Ultimately, Judge McMahon held that, even if the bankruptcy court found that the Sacklers’ releases were necessary or essential for a confirmable plan, the non-consensual release of a non-debtor of this nature is beyond the authority granted by the Bankruptcy Code, including the broad and discretionary language contained in Section 105. There is no “residual authority” granted to bankruptcy courts that would allow them to act contrary to the Bankruptcy Code.
Judge McMahon’s order not only unwinds a confirmed plan of considerable weight, it also takes great pain to demonstrate circuit splits regarding non-consensual releases of non-debtors for direct or particularized liability. The Fifth, Ninth, and Tenth Circuits expressly prohibit non-debtor releases outside of the asbestos context. The Third Circuit has signaled its prohibition of non-debtor releases under the guise of Section 105(a). The Second Circuit has not addressed it head-on, outside of asbestos scenario.
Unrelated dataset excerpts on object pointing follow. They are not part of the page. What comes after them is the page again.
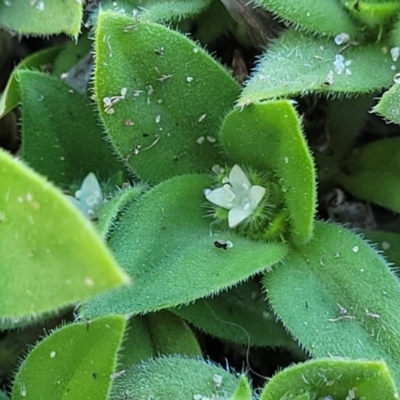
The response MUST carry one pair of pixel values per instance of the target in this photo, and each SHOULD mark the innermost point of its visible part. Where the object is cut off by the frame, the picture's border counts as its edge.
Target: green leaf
(10, 97)
(388, 105)
(323, 17)
(372, 13)
(51, 256)
(161, 117)
(377, 162)
(66, 142)
(154, 334)
(332, 379)
(164, 242)
(108, 212)
(174, 378)
(309, 68)
(76, 361)
(39, 17)
(269, 137)
(388, 243)
(344, 301)
(238, 316)
(243, 391)
(157, 10)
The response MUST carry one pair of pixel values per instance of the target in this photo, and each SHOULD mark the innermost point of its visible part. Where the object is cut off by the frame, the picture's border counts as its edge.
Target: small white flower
(89, 195)
(236, 195)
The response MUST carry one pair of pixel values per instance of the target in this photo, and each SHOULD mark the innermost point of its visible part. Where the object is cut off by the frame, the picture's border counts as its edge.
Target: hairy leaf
(51, 256)
(174, 378)
(10, 97)
(343, 298)
(163, 115)
(377, 162)
(269, 137)
(76, 361)
(239, 316)
(166, 244)
(40, 17)
(323, 17)
(316, 65)
(388, 105)
(333, 379)
(160, 333)
(66, 142)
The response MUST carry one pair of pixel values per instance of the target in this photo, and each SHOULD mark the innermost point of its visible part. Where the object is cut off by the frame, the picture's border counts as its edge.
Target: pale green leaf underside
(10, 97)
(76, 362)
(269, 137)
(388, 105)
(157, 10)
(333, 379)
(40, 17)
(166, 245)
(336, 270)
(158, 333)
(166, 123)
(51, 256)
(173, 378)
(238, 316)
(298, 63)
(66, 142)
(326, 17)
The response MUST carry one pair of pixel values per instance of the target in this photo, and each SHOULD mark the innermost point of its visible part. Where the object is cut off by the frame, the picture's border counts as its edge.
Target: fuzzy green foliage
(269, 137)
(316, 65)
(171, 255)
(75, 361)
(332, 379)
(377, 162)
(39, 17)
(158, 333)
(149, 113)
(326, 18)
(388, 105)
(10, 97)
(68, 126)
(174, 378)
(42, 232)
(331, 311)
(238, 316)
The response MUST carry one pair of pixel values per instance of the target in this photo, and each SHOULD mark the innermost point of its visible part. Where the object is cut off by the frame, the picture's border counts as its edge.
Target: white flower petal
(220, 197)
(237, 215)
(256, 194)
(238, 179)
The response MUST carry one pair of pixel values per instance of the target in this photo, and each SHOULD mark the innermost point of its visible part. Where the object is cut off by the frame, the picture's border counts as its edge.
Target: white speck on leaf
(237, 195)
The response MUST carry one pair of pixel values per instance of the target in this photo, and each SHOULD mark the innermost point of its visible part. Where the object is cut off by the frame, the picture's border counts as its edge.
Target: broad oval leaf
(51, 255)
(333, 379)
(76, 361)
(41, 17)
(10, 97)
(66, 142)
(316, 65)
(154, 334)
(166, 245)
(269, 137)
(238, 316)
(388, 105)
(323, 17)
(174, 378)
(344, 301)
(162, 116)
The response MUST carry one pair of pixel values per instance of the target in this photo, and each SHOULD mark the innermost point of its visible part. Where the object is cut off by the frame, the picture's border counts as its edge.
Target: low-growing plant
(155, 202)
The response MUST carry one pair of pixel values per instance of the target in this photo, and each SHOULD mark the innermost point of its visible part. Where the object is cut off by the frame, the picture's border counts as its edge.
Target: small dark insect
(221, 244)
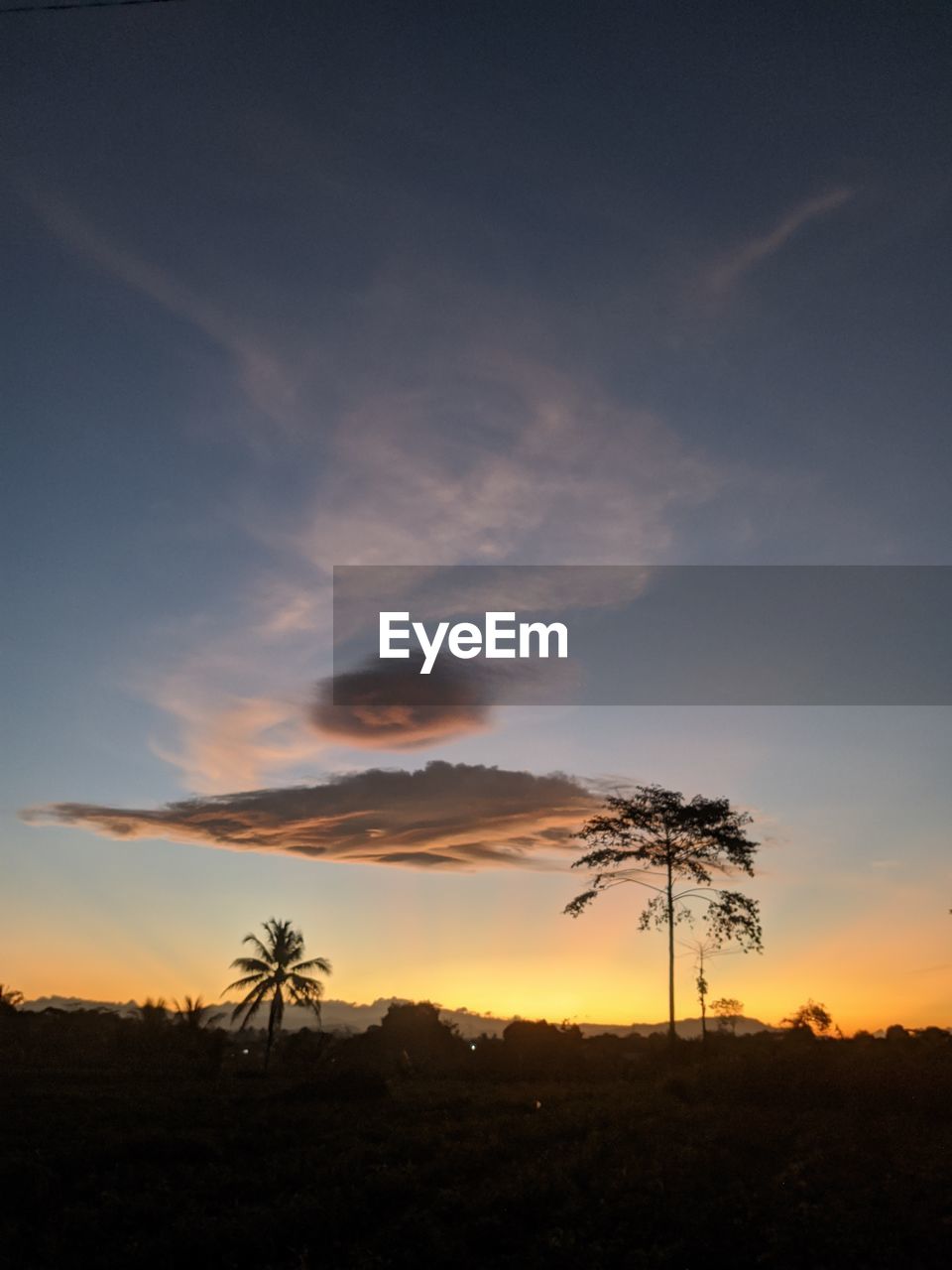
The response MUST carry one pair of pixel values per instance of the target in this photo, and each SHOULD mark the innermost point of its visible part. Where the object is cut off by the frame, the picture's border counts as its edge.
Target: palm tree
(277, 968)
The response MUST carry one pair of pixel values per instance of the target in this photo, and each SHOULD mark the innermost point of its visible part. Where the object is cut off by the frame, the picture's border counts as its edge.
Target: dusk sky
(291, 286)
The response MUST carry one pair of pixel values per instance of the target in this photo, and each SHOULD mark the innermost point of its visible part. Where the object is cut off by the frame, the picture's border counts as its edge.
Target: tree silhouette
(729, 1011)
(657, 841)
(10, 998)
(814, 1015)
(277, 969)
(154, 1014)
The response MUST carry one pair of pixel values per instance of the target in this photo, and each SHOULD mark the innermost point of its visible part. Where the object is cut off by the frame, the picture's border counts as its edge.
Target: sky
(293, 286)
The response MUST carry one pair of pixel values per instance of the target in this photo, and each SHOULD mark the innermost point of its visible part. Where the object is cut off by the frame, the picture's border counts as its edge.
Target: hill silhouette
(352, 1017)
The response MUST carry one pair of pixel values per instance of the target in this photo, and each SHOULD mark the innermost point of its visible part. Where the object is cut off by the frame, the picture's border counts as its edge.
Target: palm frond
(245, 982)
(316, 962)
(252, 965)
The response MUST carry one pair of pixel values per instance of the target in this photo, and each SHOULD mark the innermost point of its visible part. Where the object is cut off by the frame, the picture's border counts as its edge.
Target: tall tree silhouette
(277, 969)
(674, 848)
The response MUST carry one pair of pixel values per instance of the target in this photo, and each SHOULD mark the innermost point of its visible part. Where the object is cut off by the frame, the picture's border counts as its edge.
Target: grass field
(763, 1153)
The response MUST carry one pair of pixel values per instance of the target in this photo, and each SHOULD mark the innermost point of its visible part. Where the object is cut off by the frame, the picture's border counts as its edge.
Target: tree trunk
(671, 1030)
(272, 1019)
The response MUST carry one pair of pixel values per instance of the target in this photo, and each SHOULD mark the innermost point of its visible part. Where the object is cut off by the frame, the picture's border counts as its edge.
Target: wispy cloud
(756, 250)
(443, 816)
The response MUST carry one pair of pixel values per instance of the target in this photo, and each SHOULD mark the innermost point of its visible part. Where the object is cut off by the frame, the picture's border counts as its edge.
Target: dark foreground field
(760, 1152)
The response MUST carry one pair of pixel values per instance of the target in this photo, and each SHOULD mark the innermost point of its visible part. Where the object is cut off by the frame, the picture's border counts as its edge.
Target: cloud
(752, 253)
(264, 376)
(443, 817)
(430, 708)
(494, 460)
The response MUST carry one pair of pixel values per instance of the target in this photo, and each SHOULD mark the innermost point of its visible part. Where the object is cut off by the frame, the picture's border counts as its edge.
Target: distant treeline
(411, 1040)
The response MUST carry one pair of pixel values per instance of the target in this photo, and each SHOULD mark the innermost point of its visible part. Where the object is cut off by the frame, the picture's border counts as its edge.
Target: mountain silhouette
(350, 1016)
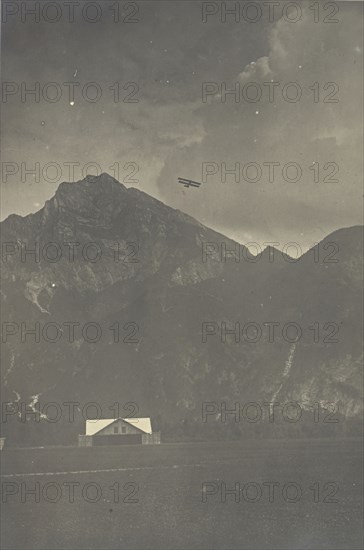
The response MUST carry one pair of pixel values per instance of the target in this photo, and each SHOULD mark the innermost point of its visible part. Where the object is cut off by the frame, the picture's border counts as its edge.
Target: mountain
(136, 267)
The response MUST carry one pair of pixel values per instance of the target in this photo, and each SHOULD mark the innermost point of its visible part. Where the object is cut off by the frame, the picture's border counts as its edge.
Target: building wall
(109, 430)
(85, 440)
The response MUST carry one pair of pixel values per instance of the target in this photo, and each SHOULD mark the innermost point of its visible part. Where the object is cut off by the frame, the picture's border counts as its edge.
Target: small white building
(118, 431)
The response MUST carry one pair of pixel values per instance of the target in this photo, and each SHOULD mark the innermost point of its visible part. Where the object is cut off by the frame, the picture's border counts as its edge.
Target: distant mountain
(151, 277)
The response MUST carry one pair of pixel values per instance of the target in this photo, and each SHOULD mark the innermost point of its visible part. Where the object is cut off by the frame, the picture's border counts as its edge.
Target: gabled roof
(95, 426)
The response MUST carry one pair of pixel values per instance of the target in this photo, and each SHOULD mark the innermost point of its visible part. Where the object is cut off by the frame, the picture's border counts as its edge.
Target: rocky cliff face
(134, 266)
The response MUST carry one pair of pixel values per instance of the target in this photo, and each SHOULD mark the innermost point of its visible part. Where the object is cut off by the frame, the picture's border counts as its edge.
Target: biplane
(188, 183)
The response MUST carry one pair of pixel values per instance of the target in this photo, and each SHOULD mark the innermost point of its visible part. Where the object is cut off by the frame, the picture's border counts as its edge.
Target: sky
(292, 130)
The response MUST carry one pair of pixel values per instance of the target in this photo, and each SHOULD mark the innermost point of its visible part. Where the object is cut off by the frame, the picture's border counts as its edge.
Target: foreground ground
(152, 498)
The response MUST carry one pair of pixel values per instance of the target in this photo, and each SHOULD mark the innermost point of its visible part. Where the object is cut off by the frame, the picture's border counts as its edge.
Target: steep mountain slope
(159, 292)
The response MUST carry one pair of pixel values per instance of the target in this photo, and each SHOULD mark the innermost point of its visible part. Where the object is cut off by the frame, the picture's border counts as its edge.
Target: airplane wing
(189, 183)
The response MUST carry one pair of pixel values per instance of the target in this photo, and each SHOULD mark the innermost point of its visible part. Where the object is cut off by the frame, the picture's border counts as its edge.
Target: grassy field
(169, 512)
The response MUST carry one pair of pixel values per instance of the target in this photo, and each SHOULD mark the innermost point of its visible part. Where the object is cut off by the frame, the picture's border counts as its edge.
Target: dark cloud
(170, 132)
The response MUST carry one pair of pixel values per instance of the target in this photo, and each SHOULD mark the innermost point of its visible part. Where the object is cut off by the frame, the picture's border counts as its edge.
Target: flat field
(256, 494)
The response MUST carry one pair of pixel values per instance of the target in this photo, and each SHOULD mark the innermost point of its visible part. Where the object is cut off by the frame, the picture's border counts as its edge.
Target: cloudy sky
(162, 127)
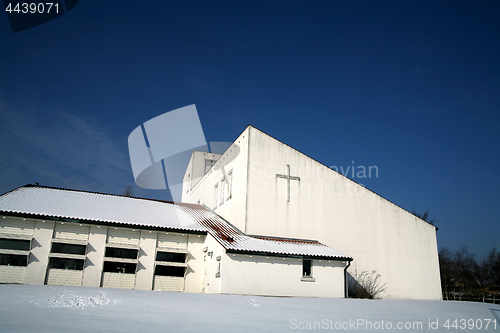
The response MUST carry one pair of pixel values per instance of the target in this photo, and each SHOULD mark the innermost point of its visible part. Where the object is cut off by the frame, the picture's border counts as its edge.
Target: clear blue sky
(411, 87)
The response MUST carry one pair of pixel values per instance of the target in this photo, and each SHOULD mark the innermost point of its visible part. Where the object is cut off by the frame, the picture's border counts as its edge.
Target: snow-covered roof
(91, 206)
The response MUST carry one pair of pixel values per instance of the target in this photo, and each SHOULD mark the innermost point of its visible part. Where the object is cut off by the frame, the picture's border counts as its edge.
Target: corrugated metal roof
(92, 206)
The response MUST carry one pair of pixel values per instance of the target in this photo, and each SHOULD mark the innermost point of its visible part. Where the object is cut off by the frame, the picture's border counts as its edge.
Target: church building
(265, 187)
(260, 219)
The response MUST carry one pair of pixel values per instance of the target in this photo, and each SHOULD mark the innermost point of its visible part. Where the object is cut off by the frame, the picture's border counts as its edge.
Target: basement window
(15, 244)
(13, 260)
(66, 263)
(170, 271)
(307, 271)
(306, 268)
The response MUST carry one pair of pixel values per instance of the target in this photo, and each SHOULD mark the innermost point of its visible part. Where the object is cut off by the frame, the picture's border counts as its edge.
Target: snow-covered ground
(76, 309)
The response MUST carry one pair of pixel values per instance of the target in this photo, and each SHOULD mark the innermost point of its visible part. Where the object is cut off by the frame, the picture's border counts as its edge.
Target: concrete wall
(328, 207)
(233, 160)
(260, 275)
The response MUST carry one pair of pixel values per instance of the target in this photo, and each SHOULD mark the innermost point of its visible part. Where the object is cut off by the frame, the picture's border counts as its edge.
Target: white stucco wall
(194, 274)
(261, 275)
(340, 213)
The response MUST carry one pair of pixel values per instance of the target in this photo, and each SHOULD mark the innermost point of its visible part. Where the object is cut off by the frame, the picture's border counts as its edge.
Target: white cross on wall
(288, 178)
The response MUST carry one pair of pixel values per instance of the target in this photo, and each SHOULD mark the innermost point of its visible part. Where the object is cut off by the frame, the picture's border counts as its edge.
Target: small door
(123, 236)
(172, 240)
(169, 283)
(64, 277)
(17, 227)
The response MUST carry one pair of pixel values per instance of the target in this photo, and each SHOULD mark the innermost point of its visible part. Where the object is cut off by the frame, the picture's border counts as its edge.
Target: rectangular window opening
(115, 252)
(170, 271)
(307, 268)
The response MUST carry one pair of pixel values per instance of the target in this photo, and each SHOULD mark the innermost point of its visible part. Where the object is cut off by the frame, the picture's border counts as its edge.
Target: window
(119, 267)
(170, 271)
(229, 185)
(306, 268)
(216, 193)
(171, 257)
(115, 252)
(68, 248)
(222, 187)
(65, 263)
(14, 244)
(13, 260)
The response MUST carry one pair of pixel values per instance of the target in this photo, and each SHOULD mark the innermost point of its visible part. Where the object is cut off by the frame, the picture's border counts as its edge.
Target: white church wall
(278, 276)
(146, 260)
(232, 164)
(330, 208)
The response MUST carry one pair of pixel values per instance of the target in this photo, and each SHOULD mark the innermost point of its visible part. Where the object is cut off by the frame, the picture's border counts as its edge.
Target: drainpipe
(345, 279)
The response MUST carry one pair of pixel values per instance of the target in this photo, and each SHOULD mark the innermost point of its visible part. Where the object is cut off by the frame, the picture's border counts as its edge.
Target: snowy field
(77, 309)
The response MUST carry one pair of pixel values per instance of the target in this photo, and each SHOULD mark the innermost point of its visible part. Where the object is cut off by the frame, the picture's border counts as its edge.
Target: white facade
(278, 191)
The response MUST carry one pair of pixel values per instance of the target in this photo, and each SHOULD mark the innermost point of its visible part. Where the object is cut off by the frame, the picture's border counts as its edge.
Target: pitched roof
(91, 206)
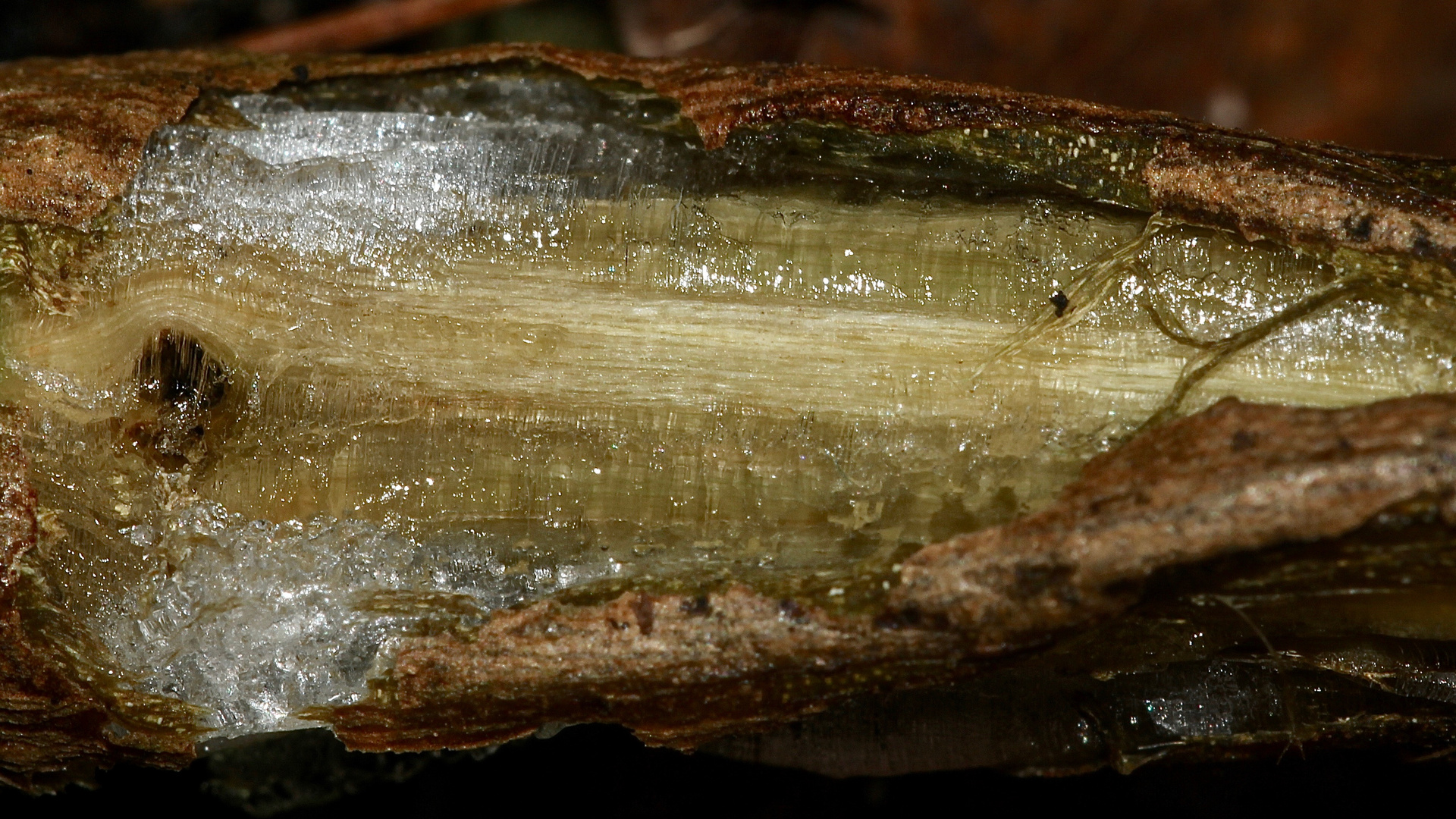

The Fourth and Eleventh Circuits conclude that Section 105(a) alone does provide the authority necessary for such releases, while the Sixth and Seventh Circuits conclude that Sections 105(a) and 1123(b)(6) together grant the “residual authority” necessary for non-consensual releases of non-debtors. The First, Eighth, and D.C. Circuits, on the other hand, have not addressed whether statutory authority exists to grant non-debtor releases.
The Purdue bankruptcy case (and the Sackler family) has been under a microscope since filing. The ultimate confirmed plan, if allowed to be consummated, would result in payments to hundreds of thousands of claimants seeking damages related to the opioid crisis. Given the huge sums involved and Circuit splits identified, this case is ripe for Supreme Court consideration for a final determination on the power and scope of Section 105 as it relates to non-consensual releases.
FOOTNOTES
[1] 11 U.S.C. § 105(a)
[2] See In re FirstEnergy Solutions Corp., 945 F.3d 431, 451 (6th Cir. 2019); In re Simonini, 69 F. App’x 169, 171 (4th Cir. 2003); In re Momentum Mfg. Corp., 25 F.3d 1132, 1136 (2nd Cir. 1994)
[3] In re: PURDUE PHARMA, L.P., No. 21-cv-7532, 2021 WL 5979108 (S.D.N.Y. Dec. 16, 2021).
[4] In re: PURDUE PHARMA, L.P., No. 19-cv-23649, --- B.R. ----, 2021 WL 4240974 (Bankr. S.D.N.Y. Sep. 17, 2021).